Losick would like to hear the word—a German derivation of the Greek words for “many” and “folds”—uttered by the president of the United States and spoken by evening news anchors.

“Everyone should know what a polyploidy is,” she said. “As a researcher, one of my goals is to educate the public. I think everyone should know the word and the role polyploidy plays in their lives.”

Among the scientists at the forefront of this relatively emergent field, Losick在期刊上发表了她的电子游戏正规平台结果 发展, 遗传学趋势, 伤口护理进展, her lab’s findings helping to reveal mechanisms of “wound-induced polyploidization,” or WIP. Last May, she helped to organize the scientific conference “Polyploidy Across the Tree of Life.”

正如去年杂志上的一篇报道 科学 noted, Losick and her peers have upended the previously held assumptions about polyploidy. “可以肯定的是多倍体细胞, 一点也不反常, are one of life’s major mechanisms for coping with the stresses of injury, 疾病, 一个充满敌意的环境,这篇文章指出.

“As a researcher, one of my goals is to educate the public. I think everyone should know the word and the role polyploidy plays in their lives.”
维姬LOSICK, 生物学助理教授

Losick’s research has identified a protein that aids in the control of polyploidy in fruit flies. 在哺乳动物中, 它的等效分子是YAP1, shorthand for “yes1 associated transcription regulator,文章解释道。. Scientists know that YAP1 plays a role in helping to regulate genes that control the size of human organs. In insects, YAP1 can provoke polyploidy in wound healing and then shut it down when unsuccessful.

Losick said she discovered what is now the central focus of her research almost by accident. As a postdoctoral researcher at the Carnegie Institution for 科学 in 2008, she focused her expertise as a microbiologist on stem cells.

But as she and others studied how wounds heal in fruit flies, 她注意到伤口周围有不寻常的细胞. 它们不是干细胞, but larger cells that turned out to be stuffed with multiple copies of their genome, 然而它不再产生新的细胞.

“When we looked at the tissue, it was clear they were not dividing,洛西克说. “我们看到了这些巨大细胞的形成. Normally, cells divide into the same as what they were before. 但它们不是通过细胞分裂再生的. 细胞逐渐变大以愈合伤口.”

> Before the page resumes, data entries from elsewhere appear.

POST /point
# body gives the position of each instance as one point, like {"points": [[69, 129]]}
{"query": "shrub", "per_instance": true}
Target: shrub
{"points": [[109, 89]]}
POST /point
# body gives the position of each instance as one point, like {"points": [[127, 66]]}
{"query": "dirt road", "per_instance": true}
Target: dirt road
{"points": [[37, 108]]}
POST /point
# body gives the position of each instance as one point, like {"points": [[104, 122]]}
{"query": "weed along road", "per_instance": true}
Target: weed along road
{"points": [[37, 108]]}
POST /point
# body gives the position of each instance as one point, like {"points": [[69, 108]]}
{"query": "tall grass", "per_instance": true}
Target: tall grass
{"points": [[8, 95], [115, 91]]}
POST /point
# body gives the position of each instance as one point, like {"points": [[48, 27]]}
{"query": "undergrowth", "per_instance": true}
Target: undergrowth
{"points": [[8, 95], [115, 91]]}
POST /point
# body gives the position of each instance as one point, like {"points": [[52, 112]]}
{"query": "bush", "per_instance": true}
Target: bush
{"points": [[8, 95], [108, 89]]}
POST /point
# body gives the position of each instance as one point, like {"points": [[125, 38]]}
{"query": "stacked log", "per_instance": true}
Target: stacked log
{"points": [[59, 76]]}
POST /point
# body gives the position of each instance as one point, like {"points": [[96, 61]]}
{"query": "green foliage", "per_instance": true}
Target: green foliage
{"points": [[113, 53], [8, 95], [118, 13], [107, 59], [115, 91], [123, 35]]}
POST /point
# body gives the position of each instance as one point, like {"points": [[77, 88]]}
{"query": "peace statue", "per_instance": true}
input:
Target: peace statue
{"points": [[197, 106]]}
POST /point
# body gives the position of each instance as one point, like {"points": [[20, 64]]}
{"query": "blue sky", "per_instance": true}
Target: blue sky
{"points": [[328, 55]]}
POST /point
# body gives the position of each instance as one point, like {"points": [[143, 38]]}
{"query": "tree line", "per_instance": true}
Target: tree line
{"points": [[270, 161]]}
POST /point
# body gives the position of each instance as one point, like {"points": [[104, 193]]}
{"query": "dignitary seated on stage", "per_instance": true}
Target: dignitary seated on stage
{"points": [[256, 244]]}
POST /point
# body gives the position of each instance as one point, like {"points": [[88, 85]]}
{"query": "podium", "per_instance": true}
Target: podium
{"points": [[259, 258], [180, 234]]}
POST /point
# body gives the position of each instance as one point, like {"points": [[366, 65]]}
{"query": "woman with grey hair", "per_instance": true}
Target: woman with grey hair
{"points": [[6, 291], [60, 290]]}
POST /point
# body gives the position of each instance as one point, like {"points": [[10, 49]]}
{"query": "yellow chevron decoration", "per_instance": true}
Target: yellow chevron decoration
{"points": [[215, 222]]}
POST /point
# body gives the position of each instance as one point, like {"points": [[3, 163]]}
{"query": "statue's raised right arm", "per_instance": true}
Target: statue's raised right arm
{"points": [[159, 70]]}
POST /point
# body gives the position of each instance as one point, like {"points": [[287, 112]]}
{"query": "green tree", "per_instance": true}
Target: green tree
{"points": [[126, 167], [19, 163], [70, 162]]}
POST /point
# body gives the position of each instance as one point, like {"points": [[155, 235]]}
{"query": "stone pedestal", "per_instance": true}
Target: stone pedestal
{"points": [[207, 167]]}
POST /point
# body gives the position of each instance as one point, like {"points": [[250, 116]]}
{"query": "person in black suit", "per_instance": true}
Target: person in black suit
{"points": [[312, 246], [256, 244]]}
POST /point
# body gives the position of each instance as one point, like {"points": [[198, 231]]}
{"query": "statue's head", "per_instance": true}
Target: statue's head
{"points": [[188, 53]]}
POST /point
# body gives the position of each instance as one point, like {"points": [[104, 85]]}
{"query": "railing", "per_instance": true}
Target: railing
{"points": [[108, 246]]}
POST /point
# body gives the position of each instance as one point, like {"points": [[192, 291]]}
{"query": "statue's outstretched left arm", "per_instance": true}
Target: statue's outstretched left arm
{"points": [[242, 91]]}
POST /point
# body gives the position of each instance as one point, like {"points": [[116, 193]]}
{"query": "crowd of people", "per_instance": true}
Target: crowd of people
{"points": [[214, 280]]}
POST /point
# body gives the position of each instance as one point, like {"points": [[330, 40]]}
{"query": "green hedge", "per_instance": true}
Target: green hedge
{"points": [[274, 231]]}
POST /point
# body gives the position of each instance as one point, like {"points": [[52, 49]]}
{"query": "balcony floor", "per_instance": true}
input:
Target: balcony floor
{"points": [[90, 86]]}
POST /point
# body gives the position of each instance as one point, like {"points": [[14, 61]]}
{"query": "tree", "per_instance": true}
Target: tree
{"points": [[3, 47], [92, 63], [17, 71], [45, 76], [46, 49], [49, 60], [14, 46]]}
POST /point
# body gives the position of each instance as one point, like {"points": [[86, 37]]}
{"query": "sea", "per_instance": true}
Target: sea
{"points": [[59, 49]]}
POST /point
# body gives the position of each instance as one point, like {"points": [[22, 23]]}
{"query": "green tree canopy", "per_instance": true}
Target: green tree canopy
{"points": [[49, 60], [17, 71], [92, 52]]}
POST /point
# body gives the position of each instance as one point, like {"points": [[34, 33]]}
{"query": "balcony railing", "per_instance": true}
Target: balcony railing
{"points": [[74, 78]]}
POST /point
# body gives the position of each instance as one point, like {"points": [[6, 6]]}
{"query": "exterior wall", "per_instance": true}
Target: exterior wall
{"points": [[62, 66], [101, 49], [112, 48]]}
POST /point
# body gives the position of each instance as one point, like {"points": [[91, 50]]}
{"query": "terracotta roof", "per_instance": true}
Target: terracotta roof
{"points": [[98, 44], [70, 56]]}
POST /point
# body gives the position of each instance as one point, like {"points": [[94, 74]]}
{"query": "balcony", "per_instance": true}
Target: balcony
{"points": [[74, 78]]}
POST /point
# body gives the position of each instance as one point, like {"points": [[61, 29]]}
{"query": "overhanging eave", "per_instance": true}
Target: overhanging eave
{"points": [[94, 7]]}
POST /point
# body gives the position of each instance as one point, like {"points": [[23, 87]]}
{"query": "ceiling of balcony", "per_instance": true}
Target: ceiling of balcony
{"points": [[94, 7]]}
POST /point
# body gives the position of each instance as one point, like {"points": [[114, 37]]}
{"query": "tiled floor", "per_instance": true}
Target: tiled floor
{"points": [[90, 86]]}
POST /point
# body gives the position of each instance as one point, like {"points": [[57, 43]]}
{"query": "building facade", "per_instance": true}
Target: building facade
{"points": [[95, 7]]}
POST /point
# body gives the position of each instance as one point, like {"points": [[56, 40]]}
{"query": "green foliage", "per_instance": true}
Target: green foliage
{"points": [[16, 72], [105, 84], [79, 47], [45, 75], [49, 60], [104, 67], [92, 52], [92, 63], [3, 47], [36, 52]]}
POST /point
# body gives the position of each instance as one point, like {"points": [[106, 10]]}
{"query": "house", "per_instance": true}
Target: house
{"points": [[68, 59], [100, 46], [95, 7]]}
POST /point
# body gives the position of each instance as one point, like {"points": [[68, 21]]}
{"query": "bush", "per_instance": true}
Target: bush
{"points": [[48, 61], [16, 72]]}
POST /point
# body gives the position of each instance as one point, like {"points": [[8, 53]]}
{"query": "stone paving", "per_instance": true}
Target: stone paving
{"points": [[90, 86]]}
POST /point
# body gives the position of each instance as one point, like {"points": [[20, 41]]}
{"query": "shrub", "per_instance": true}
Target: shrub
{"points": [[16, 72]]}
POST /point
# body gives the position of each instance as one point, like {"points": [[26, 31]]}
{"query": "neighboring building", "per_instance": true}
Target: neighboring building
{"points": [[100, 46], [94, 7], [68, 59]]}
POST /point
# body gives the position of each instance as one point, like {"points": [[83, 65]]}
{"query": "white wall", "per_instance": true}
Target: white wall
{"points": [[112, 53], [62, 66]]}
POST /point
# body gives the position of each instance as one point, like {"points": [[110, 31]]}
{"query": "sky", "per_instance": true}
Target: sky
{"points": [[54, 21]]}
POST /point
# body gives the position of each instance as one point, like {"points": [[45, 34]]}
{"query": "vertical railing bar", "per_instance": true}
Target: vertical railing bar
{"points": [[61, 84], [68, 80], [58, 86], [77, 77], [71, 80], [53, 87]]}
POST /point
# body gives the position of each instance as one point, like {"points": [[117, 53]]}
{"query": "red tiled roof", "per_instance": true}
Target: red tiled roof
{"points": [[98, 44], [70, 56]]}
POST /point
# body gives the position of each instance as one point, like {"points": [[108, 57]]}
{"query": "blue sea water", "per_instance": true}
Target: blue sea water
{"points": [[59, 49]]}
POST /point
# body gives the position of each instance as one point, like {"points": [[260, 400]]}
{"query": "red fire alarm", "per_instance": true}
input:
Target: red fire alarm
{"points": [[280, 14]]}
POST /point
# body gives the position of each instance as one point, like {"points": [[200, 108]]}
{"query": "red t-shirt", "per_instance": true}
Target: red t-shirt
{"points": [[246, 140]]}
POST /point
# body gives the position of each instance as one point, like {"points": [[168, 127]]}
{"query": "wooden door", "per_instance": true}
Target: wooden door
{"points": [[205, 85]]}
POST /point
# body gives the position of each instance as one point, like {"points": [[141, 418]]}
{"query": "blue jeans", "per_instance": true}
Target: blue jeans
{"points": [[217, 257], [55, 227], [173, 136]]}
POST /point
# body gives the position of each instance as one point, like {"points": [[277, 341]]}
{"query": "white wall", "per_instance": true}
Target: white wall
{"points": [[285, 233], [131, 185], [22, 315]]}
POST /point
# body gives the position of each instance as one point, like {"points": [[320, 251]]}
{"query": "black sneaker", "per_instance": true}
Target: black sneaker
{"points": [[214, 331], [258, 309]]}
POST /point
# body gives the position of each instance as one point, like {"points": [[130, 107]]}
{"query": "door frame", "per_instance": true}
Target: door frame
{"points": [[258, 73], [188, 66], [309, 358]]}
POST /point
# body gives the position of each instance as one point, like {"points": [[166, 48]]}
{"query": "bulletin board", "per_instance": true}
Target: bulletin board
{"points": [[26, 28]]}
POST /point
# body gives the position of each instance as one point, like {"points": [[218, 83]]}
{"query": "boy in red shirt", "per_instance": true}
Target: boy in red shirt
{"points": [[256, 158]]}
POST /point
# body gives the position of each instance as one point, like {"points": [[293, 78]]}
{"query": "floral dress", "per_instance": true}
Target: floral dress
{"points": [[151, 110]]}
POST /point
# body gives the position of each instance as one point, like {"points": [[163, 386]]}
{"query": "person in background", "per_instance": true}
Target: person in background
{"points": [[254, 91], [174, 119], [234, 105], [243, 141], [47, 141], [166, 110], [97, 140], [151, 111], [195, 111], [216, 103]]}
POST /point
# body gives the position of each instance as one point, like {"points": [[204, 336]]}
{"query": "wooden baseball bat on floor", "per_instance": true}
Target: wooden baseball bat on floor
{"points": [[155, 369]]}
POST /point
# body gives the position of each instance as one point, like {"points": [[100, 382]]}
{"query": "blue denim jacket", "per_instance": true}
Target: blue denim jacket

Using the fruit fly model, Losick has discovered that there are multiple routes to wound healing. Beyond the typical response of regeneration through cell division, she and her colleagues have found that cells can also be replaced by stimulating existing cells to grow in size by becoming polyploid, a process they have dubbed wound-induced polyploidization.

What remains unknown is why under conditions of stress, 就像受伤, 老化, 和疾病, 多倍体细胞经常出现? And how do polyploid cells function during these stress responses?

“We are trying to understand what stress signals stimulate polyploid cells to arise, so one day we can promote them when they are doing something good for our tissues, or inhibit them when they are doing something bad like causing 疾病,洛西克说. “But we need to know how these cells affect the organ physiologically: Is it functioning well, 或者长期这些细胞会导致功能障碍?”

Losick, whose work is supported by the National Institutes of Health, said the facility of the fruit fly model allows her to incorporate undergraduates into her research.

“现在我的实验室里有五名本科生. It is exciting to see them make discoveries and know that one day someone is going to be using that to heal an eye, 或者肾脏, 或者肝脏. 我们在实验室里不这么做, but we can make fundamental discoveries that will go on to benefit humankind.”

Those students can go forth to help make polyploidy a household word.

“We want people to know what it is and why they should care about it. 我们想让它成为下一个“it”单词. That way, people can see why this is so important.”